Committee: Chair: Dr. David Ku, (ME, BioE) Georgia Institute of Technology
Dr. Nick Willett (BME, BioE, Department of Orthopedics) Emory University, Georgia Institute of Technology
Dr. Joseph Williams (Department of Surgery) Emory University
Design of Maxillofacial Implants for Cosmetic and Reconstructive Procedures
Maxillofacial surgery can be used to help appearance and restore function. Often there is a need to provide additional volume with soft tissue properties. This works explores the use of a new biomaterial invented at GT with soft tissue properties as possible maxillofacial implants to provide volume. The implants are for restoring speech function in cleft palate patients presenting velopharyngeal insufficiency and providing volume to reduce the nasolabial folds in order to create a more youthful appearance.
We have developed facial implants for the nasolabial fold and lip plumping to address low efficiency of the current methods employed for dermal fillers by providing both long-term usage as well as removability. Furthermore, an insertion method and insertion tools were developed to facilitate the implantation for the surgeons.
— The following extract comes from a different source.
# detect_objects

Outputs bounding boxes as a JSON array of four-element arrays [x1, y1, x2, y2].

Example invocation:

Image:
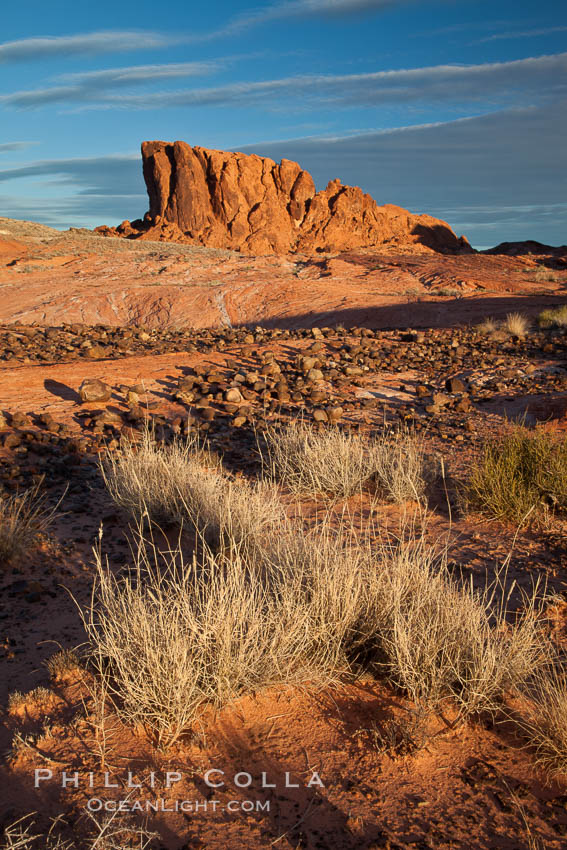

Regarding the reconstructive aspects of the maxillofacial implants, we have developed a pharyngeal implant aiming to reduce the gap between the pharyngeal implant and the velum (soft palate) of 20% of patients presenting a cleft palate. This implant will allow the care team to delay the palatoplasty in order to not hinder palatal growth in patients. The material used for the implants can also be used to better the current obturators by replacing the acrylic, posterior portion. The main current obturators are the nance obturator and custom acrylic obturators, deemed uncomfortable for the patients due to the hardness of the material. The design process for the implants and the novel obturator involved the optimization of material and shape, taking into consideration mechanical properties of the implants’ surrounding tissues, the anatomy of each feature being enhanced as well as potential implantation modes.